Temperature extremes can mess with lithium batteries. Batteries should be stored at a temperature between 32 and 104 Fahrenheit, and generally the best place to keep the battery is in your garage. The optimal temperature is 50 to 77 degrees Fahrenheit, so on extremely hot or extremely cold days it might be worth detaching the battery from the bike and bringing it into the house.

Just like with smartphones, your e-ride’s battery life will get worse in extremes of temperature. Fortunately, those extremes are when you probably don’t want to be riding anyway, but if you do have to bear in mind that you will lose range, and you may have to keep an eye on your battery.

Never Immediately Re-Charge Your Battery

Once your battery is charged, and you have unplugged it, don’t plug it in again without using it. This can result in the battery over-charging by weakening the mechanism designed to keep it from doing so.

In extreme cases, this can result in your battery leaking and possibly exploding. If you aren’t sure if your battery is charged, check the screen on your light electric vehicle. Unplugging the battery and plugging it back in to make sure it’s fully charged is not the way to make sure it actually is.

Always Use the Right Charger

Batteries and chargers come together.

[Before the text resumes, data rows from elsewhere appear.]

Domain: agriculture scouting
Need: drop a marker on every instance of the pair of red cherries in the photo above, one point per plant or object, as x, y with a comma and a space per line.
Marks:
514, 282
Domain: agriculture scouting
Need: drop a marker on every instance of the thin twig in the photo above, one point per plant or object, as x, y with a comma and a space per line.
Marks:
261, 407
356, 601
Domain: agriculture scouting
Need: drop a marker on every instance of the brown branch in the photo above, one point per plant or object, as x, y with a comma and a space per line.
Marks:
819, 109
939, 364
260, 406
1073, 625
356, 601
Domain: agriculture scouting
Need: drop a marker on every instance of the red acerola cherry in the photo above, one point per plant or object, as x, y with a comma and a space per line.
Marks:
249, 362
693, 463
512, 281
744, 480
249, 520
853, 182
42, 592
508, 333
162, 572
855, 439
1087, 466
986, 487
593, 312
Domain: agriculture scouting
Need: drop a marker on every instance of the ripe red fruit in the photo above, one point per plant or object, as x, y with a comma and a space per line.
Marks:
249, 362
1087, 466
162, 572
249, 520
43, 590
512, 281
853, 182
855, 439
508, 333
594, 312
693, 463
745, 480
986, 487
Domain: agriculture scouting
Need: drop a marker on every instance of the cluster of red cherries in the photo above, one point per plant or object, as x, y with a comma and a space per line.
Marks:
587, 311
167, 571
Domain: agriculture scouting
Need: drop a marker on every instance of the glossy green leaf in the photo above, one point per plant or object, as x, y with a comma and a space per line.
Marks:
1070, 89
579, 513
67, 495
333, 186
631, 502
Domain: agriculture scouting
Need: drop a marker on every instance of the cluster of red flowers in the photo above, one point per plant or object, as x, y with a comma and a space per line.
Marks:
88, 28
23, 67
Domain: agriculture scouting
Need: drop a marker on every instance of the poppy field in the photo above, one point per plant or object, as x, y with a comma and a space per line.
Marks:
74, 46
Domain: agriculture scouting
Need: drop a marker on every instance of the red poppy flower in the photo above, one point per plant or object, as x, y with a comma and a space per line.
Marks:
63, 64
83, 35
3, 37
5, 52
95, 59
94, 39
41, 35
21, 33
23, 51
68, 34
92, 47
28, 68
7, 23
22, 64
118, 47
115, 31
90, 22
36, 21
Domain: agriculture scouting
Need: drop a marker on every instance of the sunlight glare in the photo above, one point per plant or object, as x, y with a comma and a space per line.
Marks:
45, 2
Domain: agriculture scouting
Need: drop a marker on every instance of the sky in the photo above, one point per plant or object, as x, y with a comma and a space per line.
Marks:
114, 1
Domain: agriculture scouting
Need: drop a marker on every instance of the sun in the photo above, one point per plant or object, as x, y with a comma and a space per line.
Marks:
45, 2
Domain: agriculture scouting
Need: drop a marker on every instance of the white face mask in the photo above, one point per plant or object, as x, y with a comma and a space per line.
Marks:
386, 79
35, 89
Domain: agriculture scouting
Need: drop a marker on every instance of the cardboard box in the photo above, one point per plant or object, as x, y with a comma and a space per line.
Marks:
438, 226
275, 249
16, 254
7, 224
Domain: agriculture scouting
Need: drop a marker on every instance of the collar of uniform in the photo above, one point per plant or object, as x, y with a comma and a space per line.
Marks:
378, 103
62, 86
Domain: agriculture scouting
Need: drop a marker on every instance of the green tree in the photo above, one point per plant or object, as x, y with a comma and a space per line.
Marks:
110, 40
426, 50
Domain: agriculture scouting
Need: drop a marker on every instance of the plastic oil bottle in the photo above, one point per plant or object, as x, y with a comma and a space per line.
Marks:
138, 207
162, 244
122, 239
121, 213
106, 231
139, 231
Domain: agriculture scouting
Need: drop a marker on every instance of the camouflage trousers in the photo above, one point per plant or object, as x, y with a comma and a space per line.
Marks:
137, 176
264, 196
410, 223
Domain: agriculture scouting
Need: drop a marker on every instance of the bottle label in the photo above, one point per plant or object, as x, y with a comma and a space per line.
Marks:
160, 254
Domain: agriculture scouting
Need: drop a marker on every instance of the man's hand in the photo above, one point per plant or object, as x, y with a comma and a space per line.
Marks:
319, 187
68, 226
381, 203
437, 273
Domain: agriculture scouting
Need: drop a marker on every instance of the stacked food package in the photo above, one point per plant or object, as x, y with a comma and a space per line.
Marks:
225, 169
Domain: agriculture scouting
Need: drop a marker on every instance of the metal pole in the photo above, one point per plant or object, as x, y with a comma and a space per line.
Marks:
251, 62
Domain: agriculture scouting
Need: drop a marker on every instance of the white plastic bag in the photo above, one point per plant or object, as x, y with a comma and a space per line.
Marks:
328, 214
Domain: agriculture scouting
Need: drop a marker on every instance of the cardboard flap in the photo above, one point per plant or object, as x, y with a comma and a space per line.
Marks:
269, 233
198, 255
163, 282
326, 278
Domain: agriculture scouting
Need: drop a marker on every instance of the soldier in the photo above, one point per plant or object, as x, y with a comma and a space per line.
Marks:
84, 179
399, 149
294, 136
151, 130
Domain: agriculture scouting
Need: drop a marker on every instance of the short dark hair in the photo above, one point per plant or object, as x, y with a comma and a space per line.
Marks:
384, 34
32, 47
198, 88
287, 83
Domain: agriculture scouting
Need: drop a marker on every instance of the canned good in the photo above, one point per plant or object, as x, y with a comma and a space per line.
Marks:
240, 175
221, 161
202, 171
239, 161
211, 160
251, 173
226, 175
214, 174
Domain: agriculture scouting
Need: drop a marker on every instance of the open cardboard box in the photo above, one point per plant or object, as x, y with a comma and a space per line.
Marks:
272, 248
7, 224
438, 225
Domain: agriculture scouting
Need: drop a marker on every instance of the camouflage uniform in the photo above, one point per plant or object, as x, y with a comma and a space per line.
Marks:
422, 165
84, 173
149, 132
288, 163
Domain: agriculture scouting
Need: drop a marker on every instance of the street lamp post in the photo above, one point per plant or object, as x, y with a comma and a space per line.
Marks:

Always use the charger that came with your e-bike, e-scooter, or emoped. Or, if you buy a second charger to keep in your office or another location, a charger from the same manufacturer that is compatible.

Batteries have slightly different optimum charge rates, and a mismatched charger can push either too much or too little power into your battery, causing a strain on it and shortening its life. Resist the temptation, unless you are completely stranded, to borrow a friend’s charger that’s designed for a different vehicle.

One last note. Some batteries have an on-off switch on them. Always turn the battery off when charging it, otherwise your battery will be charging and draining at the same time, slowing the charge cycle and again, putting more strain on your battery. It’s like using your smartphone while it is plugged in.

Batteries for ebikes, escooters, and emopeds are one of the more expensive components. They can be replaced, but you want to keep them working as long as possible, both for the sake of your bank balance and the sake of the environment.